Pinacosuchus Temporal range: Late Cretaceous

Scientific classification
- Kingdom: Animalia
- Phylum: Chordata
- Class: Reptilia
- Superorder: Crocodylomorpha
- Genus: †Pinacosuchus Gilmore, 1942
- Species: †P. mantiensis Gilmore, 1942 (type);

= Pinacosuchus =

Extinct genus of reptiles

Pinacosuchus is an extinct genus of crocodylomorph. Fossils attributed to the genus have been reported from the Late Cretaceous North Horn Formation of Utah (United States). Pinacosuchus has been described as a small-bodied crocodylomorph with spiky dermal armor, but it is known only from limited remains.

==History and description==
Charles W. Gilmore named Pinacosuchus in 1942 for USNM 16592, consisting of a fragment of upper jaw, seven partial vertebrae, a partial coracoid, a partial thigh bone, numerous pieces of bony armor, and other fragments.

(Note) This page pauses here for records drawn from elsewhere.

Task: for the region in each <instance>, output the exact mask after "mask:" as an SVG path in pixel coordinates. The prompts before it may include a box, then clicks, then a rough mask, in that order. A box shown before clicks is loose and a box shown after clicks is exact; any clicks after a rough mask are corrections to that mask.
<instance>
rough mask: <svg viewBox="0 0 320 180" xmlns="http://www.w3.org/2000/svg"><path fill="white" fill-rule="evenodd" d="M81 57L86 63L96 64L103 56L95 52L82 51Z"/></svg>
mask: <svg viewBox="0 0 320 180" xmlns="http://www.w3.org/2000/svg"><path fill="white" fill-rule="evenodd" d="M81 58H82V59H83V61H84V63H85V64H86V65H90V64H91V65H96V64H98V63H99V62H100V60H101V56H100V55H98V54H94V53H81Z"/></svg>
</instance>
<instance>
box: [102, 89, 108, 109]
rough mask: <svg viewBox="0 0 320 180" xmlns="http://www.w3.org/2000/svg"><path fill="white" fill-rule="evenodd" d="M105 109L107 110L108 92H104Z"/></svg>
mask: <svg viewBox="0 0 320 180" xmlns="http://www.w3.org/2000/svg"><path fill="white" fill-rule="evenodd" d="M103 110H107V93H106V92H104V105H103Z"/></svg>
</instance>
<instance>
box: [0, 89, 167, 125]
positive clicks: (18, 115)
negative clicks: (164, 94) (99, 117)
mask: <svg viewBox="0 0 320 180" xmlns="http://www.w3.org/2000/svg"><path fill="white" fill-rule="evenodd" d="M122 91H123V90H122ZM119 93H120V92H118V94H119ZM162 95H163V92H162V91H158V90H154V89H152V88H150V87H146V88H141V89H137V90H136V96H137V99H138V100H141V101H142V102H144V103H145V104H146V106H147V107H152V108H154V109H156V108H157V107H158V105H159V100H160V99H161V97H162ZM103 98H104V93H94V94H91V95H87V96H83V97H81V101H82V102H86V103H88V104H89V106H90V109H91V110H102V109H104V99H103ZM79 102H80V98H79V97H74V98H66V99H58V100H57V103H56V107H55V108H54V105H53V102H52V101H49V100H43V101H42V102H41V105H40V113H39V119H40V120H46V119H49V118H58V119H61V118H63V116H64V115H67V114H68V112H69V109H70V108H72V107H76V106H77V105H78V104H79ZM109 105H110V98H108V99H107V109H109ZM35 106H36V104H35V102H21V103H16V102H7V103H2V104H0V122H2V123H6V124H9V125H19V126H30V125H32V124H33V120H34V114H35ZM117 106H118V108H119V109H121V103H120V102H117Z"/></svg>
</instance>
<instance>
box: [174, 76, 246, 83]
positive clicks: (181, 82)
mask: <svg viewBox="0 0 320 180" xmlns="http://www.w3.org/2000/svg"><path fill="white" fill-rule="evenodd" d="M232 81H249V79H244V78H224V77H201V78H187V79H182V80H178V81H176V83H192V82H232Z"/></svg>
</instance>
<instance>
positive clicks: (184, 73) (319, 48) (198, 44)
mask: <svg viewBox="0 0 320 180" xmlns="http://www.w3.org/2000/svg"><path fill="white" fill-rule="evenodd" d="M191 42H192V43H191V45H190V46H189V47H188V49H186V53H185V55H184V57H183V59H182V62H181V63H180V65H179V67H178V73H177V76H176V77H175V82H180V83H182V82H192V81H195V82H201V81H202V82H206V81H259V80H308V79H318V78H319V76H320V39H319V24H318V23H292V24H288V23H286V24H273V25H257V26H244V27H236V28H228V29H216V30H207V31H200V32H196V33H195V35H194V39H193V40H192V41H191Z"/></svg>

This specimen was discovered at the "Lizard Locality" in the Manti National Forest, Emery County, Utah. The type species is P. mantiensis. Gilmore had difficulty classifying the specimen, due to its fragmentary nature. He ruled out all then-known orders of reptiles on anatomical ground except for Crocodilia (which had a more expansive definition at the time) and the nebulous thecodontia. He considered a pseudosuchian thecodont identity, but eliminated it because all members were of Triassic age or older. Pinacosuchus would have been an archaic crocodilian because it lacked the procoelous vertebrae (concave articulation surface on the anterior face of the bone, and convex articulation on the posterior face) of more derived crocodilians, instead having amphicoelous vertebrae (concave articulations on both faces).

Pinacosuchus would have been a very small crocodylomorph. The sacrum (the vertebra supporting the hips) of USNM 16592 was only 14.3 mm long. Gilmore regarded the specimen as an adult because the vertebrae lacked sutures for their neural arches, a sign of maturity. This assessment was supported by O'Neill and colleagues, comparing Pinacosuchus to their new spiked crocodilian Akanthosuchus. The armor of Pinacosuchus was found disarticulated. Gilmore divided the armor into five categories: simple rectangular scutes; ridged rooflike scutes; thickened rectangular scutes with asymmetrically-positioned sharp spines overhanging the borders; small pointed spines with thickened bases; and more elongate pointed spines with thickened bases. The genus is briefly mentioned in Cifelli et al. (1999) under the misspelling "Pinasuchus". In the text of this publication, it is mentioned that Kenneth Carpenter had observed "some faint resemblances" to the Morrison Formation goniopholidid genus Eutretauranosuchus. It is incorrectly listed as a possible ankylosaur in Table 1.